Aos 80 anos, dona Ivone lembre feliz de sua mudança para uma das primeiras 106 casas de
Jardim da Penha, em 1969. A casa era grande, construída pela empresa CRC Guimarães. O
bairro, uma aventura de desbravadores. As famílias de Jadir Gobbi, Eri Vieira da Silva, Milton
Cots, Roberto Silva, Jorgina Negri Schmith, José Délio Barcellos também se mudaram na
mesma época. As ruas não tinham nome. As identificações era feitas por quadras e números e
ainda hoje podem ser vistas em algumas casas.

Os primeiros tempos foram muito difíceis. O pão era comprado em Goiabeiras. Ônibus, só na
Avenida Fernando Ferrari, em frente a Ufes. Iluminação pública, nem pensar. Os moradores
costumavam sair de casa ao entardecer com lanternas para enxergar o caminho. O caminho
até a praia era uma pequena trilha onde hoje é a Rua Eugenílio Ramos. Um quilômetro de
restinga, barro e areia a serem vencidos. E era perigoso. A região, usada para desova de
cadáveres.

As pessoas andavam em grupos.

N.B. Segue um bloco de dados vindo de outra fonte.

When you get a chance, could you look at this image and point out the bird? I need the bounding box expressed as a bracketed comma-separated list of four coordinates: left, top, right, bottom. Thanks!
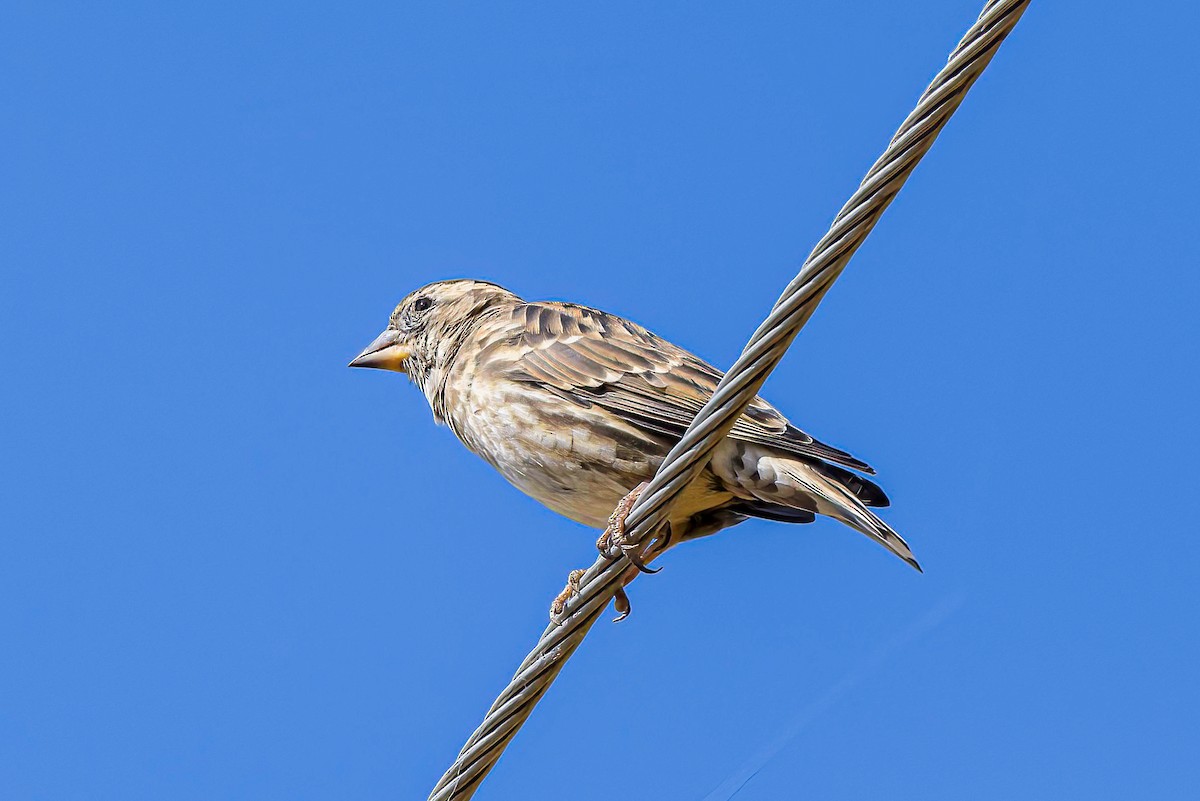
[349, 278, 920, 616]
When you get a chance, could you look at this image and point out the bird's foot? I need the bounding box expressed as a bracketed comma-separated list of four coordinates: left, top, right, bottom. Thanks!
[550, 570, 584, 624]
[596, 481, 661, 573]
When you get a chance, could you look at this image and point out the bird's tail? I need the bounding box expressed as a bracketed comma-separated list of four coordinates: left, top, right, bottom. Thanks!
[743, 456, 920, 571]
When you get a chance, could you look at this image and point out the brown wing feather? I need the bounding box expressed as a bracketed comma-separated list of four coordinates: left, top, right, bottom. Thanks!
[508, 303, 875, 474]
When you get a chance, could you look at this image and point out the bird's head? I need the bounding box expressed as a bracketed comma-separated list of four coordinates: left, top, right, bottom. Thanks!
[350, 278, 521, 395]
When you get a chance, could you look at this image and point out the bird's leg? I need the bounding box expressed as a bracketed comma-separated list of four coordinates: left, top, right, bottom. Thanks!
[550, 570, 584, 624]
[596, 481, 659, 573]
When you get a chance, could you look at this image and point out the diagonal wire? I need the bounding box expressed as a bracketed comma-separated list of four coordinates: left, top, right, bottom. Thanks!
[428, 0, 1028, 801]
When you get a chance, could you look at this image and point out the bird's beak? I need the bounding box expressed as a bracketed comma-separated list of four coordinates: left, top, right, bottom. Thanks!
[350, 329, 412, 373]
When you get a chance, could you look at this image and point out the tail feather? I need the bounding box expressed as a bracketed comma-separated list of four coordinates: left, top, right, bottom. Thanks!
[742, 456, 924, 572]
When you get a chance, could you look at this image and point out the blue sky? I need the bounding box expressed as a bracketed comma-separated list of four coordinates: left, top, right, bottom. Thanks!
[0, 0, 1200, 801]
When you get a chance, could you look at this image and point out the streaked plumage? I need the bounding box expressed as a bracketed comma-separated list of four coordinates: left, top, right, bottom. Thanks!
[352, 279, 919, 570]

Havia também muita poeira – ou muita lama, quando chovia.
Os moradores tinham costume de sair de casa de chinelo e levar os sapatos na mão, para
trocá-los dentro do ônibus. Lama ou poeira manchava a barra das calças. A dificuldade dos
primeiros tempos criou entre os moradores forte solidariedade. E esta solidariedade , foi a
base das primeiras tentativas de organização comunitária do bairro.

Nas noites de 1969, o isolamento seria total, se os vizinhos não conversassem nos portões ou
se juntassem nas ruas. Para tornas a vida mais alegre, as 106 famílias de Jardim da Penha
decidiram criar um Clube, onde não havia mais nada. Numa manhã de sol na praia de Camburi,
dona Ivone e outra dúzia de mulheres das 106 casas começaram os projetos para entidade,
uma espécie de centro de convivência. Os homens não entusiasmaram. Foi necessário que
uma delas fossem de casa em casa, convencessem cada família para que se unissem. Fizeram
um livro de ouro e arrecadaram o dinheiro para comprar um terreno para o clube. Só aí os
homens aderiram e ajudaram no projeto.